Health problems have led to reduced access to opportunities like developing technology in some countries and they must be solved through global healthy strategies that seek to define measure and advance health for all, so as to ensure not only equality in health but also equality in assessing other resources within the local society (Freidman, 2000).

Preventive and curative measures have been hampered by difficulties and problems associated with accurately predicting of conditions in some parts like in the highland places and this has influenced negatively the making of decisions required for taking or applying necessary techniques of prevention such as indoor spraying (Abeku, 2007). Poor health systems coupled with inaccessibility to anti-malarial drugs as a result of insecurity continue to affect some African countries at wars within themselves. The insecurity has hampered penetration of the programs to the local communities as well as their effectiveness.

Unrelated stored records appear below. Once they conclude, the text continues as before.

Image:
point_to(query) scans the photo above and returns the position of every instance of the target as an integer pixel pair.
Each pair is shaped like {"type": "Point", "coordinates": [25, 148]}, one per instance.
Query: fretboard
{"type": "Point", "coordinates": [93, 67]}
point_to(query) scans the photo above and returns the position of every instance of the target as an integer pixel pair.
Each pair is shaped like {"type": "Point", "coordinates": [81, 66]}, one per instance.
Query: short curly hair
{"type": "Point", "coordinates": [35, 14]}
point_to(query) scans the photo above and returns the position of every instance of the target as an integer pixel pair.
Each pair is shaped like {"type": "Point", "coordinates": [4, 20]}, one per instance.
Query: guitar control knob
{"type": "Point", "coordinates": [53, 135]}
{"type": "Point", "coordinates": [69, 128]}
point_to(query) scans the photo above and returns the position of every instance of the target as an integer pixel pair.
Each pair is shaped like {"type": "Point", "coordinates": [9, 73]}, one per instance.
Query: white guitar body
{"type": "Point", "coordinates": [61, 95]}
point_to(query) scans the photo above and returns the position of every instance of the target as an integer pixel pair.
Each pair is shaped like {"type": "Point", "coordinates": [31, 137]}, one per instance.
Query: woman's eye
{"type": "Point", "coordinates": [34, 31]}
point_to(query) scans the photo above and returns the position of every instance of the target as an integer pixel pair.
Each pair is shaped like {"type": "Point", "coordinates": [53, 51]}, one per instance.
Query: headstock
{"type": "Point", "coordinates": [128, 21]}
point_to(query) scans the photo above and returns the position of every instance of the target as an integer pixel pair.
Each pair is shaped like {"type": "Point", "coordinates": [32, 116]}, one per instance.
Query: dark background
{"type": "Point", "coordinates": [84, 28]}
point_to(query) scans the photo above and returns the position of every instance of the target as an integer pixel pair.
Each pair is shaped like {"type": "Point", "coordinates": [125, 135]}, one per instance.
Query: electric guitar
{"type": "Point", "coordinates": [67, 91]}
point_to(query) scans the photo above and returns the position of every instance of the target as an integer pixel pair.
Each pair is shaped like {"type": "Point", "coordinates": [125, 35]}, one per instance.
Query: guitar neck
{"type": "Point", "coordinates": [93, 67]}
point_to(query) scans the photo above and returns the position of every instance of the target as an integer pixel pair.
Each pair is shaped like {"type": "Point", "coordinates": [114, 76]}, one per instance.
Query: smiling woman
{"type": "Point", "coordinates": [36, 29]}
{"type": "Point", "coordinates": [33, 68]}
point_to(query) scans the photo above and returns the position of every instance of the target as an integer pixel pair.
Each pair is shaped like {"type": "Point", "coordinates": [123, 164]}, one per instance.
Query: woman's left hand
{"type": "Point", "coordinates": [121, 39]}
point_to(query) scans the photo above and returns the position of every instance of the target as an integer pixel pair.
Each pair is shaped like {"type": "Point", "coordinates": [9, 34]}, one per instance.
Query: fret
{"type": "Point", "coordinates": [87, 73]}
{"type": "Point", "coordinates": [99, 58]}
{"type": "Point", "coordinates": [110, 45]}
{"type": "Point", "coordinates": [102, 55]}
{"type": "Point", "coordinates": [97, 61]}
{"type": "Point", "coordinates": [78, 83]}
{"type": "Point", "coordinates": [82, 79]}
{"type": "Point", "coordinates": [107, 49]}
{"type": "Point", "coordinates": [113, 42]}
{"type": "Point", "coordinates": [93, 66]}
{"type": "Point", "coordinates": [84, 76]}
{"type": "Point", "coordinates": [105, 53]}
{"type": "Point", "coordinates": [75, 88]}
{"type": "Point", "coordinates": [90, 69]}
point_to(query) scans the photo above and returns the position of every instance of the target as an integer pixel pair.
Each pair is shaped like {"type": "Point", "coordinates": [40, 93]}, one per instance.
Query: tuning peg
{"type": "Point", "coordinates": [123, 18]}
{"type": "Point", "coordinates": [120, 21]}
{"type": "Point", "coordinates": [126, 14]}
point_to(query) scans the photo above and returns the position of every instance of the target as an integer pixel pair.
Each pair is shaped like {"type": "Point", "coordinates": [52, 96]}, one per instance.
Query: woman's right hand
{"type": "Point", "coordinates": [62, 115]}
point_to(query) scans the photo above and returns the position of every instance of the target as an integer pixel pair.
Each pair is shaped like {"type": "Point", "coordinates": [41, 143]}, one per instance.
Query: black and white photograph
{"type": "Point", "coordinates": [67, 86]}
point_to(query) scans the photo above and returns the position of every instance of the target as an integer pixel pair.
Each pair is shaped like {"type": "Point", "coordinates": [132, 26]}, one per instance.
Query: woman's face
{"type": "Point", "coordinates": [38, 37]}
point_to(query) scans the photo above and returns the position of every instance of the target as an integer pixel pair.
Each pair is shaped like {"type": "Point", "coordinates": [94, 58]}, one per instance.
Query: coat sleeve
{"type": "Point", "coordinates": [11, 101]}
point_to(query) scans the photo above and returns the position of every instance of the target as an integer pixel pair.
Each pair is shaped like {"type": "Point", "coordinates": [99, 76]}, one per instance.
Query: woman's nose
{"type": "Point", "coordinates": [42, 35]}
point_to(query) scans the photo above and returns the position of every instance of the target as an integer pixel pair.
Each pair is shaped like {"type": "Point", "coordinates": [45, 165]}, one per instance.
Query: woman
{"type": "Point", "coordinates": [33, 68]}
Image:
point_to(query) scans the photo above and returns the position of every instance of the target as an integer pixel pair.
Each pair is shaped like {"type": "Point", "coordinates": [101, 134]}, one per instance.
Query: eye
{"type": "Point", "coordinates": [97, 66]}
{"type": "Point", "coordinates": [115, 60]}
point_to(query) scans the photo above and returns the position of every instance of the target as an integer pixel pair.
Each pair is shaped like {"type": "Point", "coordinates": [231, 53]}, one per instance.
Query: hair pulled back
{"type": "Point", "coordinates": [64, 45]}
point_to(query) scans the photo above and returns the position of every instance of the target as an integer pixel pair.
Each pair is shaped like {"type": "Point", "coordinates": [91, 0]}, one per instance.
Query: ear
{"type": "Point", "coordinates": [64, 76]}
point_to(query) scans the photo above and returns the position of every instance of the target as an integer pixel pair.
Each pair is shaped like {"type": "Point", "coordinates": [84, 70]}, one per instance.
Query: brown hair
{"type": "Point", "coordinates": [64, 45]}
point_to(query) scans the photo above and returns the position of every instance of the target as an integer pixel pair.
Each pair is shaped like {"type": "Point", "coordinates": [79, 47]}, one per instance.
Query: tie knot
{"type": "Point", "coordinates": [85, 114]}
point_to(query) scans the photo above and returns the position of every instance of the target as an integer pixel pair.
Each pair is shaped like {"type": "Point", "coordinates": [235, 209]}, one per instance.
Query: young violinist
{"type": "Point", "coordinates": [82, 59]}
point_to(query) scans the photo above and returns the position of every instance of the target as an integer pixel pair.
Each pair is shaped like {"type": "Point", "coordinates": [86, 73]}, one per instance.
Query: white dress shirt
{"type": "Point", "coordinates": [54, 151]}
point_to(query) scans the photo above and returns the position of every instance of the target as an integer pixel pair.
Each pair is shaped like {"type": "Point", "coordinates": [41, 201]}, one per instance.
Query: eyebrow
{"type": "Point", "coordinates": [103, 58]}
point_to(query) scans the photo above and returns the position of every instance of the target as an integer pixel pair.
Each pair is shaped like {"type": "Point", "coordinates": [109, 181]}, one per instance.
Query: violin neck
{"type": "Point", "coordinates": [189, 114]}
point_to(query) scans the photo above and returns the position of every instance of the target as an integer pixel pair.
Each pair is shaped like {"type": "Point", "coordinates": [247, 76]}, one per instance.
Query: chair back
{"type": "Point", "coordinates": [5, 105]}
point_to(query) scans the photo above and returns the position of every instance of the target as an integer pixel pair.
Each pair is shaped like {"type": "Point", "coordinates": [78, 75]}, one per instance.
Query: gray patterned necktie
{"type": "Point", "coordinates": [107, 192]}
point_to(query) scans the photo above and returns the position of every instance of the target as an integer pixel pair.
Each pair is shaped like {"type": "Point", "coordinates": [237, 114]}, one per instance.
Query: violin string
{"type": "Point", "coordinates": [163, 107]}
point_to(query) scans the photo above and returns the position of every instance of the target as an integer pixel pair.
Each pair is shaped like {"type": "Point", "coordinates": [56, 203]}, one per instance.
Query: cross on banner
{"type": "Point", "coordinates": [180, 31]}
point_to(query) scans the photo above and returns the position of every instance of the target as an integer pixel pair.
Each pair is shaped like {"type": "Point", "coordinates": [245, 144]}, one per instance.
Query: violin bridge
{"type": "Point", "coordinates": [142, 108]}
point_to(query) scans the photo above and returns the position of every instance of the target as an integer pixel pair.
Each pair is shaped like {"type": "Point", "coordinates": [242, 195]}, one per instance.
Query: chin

In order to achieve global health demand targets, there is necessity to invest widely in sound scientific research to determine effective methods and procedures that will help in dissemination of treatment and prevention (Freidman, 2000). Plans to target certain health conditions on a global scale have historically shown success by achieving certain goals, although these plans are largely dismissed as overambitious. A number of these include elimination of polio in more than 175 countries and guinea worm diseases in all countries except 14 of them, eradication of small pox in 1977, and reduction of child diarrhea deaths by half in 1990s among other achievements (Flanagin, & Winker, 2003).

Since there have been challenges to achieving targets like eradication of malaria in Africa, there is necessity to put measures to improve and increase programs based in local areas for eliminating malaria, improve comparable reporting and tracking of diseases and deaths across countries, putting in place mechanisms for valid reporting and increased funding for program among other solutions (Flanagin, & Winker, 2003). These resolutions need be aligned with countries’ objectives and policy in fighting malaria.

References

Abeku, T. ( 2007). Response to malaria in Africa: emergent infectious disease perspective. Centers for Disease Control. Web.

Grover-Kopec, E., Kawano, M., Klaver, R., W., Blumenthal, B., Ceccato, P., Connor, S., J. (2005). An online operational rainfall-monitoring resource for epidemic malaria early warning systems in Africa. Malaria Journal. 4:6. Web.

Flanagin Annette, & Margaret Winker. Global health-Targeting Problems and Achieving Solutions. 2003. JAMA. Vol.290.no.10. Web.

Freidman TL. (2000). The Lexus and the Olive Tree: Understanding Globalization. New York, NY: Farrar Straus & Giroux.

Malaria. National Institute of Allergy and Infectious Diseases. Web.

Supercourse. Global Health: Global Health Network. Web.

Thomas, M., C. Mason, S., J. Phindela, P., Connor, S., J. (2005). Use of rainfall and sea surface temperature monitoring for malaria early warning in Botswana. The American Society of Tropical Medicine and Hygiene. 73(1), 2005, pp. 214-221. Web.

United Nations Development Programme. Human Development Report 2003: Millennium Development Goals: A Compact Among Nations to End Poverty. New York, NY: Oxford University Press; 2003. Web.

WHO. World Malaria Report 2008. Summary and Key Points. Web.

World Malaria Report. (2008). World Health Organization. Web.

World Health Organization. Commission on Macroeconomics and Health. Macroeconomics and Health: Investing in Health for Economic Development. Geneva, Switzerland: World Health Organization. Web.